5.8            Interpretation. This Pledge Agreement shall be interpreted, construed, and enforced according to the substantive laws of the State of New York.
Page 2


 
5.9            Governing Law. This Pledge Agreement shall be governed by and construed in accordance with the laws of the State of New York. Each of the parties consents to the jurisdiction of the federal courts whose districts encompass any part of the County of New York or the state courts of the State of New York sitting in the County of New York in connection with any dispute arising under this Pledge Agreement and hereby waives, to the maximum extent permitted by law, any objection, including any objection based on forum non coveniens, to the bringing of any such proceeding in such jurisdictions.
 
5.10            WAIVER OF JURY TRIAL. The parties to this Pledge Agreement hereby waive a trial by jury in any action, proceeding or counterclaim brought by any of them against any other in respect of any matter arising out or in connection with this Pledge Agreement.
 
5.11              Notice. Any notice or other communication required or permitted to be given hereunder shall be effective upon receipt. Such notices may be sent (i) in the United States mail, postage prepaid and certified, (ii) by express courier with receipt, (iii) by facsimile transmission, with a copy subsequently delivered as in (i) or (ii) above. Any such notice shall be addressed or transmitted as follows:
 
If to the Lender, to:
Increasive Ventures BV
Stevensweg 2,
2141 VL
Vijfhuizen, the Netherlands
 

If to the Pledged Voting Shareholders, to:
EFactor Group Corp
1177 Avenue of the Americas
Suite 5060
New York, NY 10036 USA
 

Any party may change its address by notice similarly given to the other parties (except that a Lender need not give notice to other Lender).


 

[THE REMAINDER OF THIS PAGE IS INTENTIONALLY BLANK. THE SIGNATURES OF THE PARTIES ARE ON THE NEXT PAGE.]
 
 
Page 3

 
IN WITNESS WHEREOF, the Parties have executed this Agreement as of the day, month and year first above written.

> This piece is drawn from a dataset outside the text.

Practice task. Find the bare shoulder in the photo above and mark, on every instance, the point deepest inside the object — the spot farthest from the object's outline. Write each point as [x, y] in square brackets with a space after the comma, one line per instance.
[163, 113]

THE PLEDGED VOTING SHAREHOLDERS:
 
 
 
 
THE LENDER:
 
Increasive Ventures B.V.
 
 
 
 
Page 4

 
SCHEDULE 2
 

The following shares are pledged hereunder as the Pledged Shares, each certificate in the name of:
 
 
Pledged Voting Shareholders
Shares Owned Pre-Split
Adriaan Reinders and related controlled entities
10,913,785
Marion Freijsen and related controlled entities
11,121,785
Ruud Smeets and related controlled entities
5,541,293
Mark Stanich
2,815,629
Mark Noffke
577,649
 
30,970,141
 
 
BE IT RESOLVED, that each Pledged Voting Shareholders listed below has pledged their Voting rights to the Lender in accordance to the Pledge Agreement.
 
IN ACKNOWLEDGEMENT WHEREOF, the undersigned have executed this Consent to their individual Voting Shares as of July 30, 2015.